Let’s apply these points to our problem.
We know from all the salmon-run videos we’ve seen that many fish practice external fertilization, using water as a mixing medium for sperm and eggs. Indeed, it seems natural that underwater external fertilization was used by the first sexually reproducing animals. In such cases, you can’t really have sperm presence in the reproductive tract trigger egg production, which must start well in advance of any actual mating. For salmon and most other species, place and time of year is an extremely important factor, since laying eggs at the wrong time or the wrong place would severely penalize or even completely ruin their chances of survival. The availability of sperm is almost never really an issue. If the female is ready to lay eggs, chances are extremely good that there is a male nearby willing to do his duty.
This technique could have easily been continued even with the advent of internal fertilization, change in body plan, moving out of water and so on, in the absence of any real selection pressure to the contrary.
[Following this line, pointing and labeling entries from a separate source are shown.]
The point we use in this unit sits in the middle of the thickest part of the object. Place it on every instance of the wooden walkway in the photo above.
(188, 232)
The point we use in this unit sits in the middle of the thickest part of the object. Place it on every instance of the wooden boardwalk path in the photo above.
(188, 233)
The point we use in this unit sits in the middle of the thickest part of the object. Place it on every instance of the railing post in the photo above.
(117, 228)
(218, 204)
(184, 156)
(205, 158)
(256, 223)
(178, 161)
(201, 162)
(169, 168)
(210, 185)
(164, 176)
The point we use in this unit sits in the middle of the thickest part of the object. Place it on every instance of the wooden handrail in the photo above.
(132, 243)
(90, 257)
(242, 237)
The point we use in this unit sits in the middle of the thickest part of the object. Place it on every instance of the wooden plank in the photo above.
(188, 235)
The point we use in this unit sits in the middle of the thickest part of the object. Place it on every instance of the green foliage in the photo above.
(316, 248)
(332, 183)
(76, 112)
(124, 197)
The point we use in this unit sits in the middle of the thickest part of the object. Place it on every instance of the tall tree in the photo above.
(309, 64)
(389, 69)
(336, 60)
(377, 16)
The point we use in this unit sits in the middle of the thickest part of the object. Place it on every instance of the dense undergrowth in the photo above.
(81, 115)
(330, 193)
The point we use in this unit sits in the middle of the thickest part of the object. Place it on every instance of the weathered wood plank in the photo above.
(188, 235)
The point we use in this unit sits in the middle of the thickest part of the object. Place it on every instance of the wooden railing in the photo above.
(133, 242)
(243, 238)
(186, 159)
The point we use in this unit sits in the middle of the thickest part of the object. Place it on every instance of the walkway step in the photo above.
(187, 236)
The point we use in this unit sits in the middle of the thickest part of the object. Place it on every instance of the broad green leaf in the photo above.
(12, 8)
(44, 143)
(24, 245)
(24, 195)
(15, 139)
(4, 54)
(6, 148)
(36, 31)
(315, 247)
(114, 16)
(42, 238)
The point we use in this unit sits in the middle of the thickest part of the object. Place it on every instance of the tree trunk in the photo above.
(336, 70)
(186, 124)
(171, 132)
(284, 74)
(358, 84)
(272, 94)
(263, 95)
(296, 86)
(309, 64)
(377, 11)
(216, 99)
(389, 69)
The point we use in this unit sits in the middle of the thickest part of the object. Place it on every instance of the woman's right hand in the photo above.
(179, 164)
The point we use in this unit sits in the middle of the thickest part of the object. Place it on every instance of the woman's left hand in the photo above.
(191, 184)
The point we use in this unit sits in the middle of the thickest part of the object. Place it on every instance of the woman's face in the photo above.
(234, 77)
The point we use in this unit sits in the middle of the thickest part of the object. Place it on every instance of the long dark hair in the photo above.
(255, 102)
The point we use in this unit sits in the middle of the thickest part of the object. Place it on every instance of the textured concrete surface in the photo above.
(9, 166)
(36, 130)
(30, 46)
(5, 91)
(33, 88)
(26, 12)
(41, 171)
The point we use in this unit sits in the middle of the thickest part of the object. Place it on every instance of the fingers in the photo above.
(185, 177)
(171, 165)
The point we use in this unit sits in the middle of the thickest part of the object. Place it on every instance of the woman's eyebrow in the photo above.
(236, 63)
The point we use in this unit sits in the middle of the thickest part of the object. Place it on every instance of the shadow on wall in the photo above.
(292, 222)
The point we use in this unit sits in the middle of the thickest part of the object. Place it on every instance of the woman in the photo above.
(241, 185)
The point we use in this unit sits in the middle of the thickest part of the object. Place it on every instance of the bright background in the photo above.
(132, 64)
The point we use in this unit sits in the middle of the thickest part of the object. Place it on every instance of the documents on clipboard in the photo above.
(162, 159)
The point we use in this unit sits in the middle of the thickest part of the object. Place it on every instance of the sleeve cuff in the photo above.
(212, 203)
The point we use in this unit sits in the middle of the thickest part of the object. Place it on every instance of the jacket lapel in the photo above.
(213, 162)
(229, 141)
Mammals too have an estrous cycle, where they prepare an endometrial layer and ovulate in advance of mating. This layer is either reabsorbed or – in the case of apes and humans – bloodily discharged, in case that fertilization does not take place. The mammalian reproductive system is perfectly capable of optimizing resources and avoid “firing blanks” by suspending the estrous cycle during off-breeding-season periods or while the mother is nursing.
So here we are, at the somewhat anticlimactic answer: natural selection never penalized unfertilized egg laying because it never came to its attention. In the wild, the non-presence of males in the presence of fertile females almost never happened, and the few natural “blank” eggs were simply too rare to bother optimizing for.
The implications for the human condition are uncomfortable, to say the least: it means we’re falling into the “blank” error case much more frequently than natural selection designed for.
Anyway, hope you enjoyed this little evolutionary thought experiment, and I hope I haven’t permanently ruined your appetite for egg products.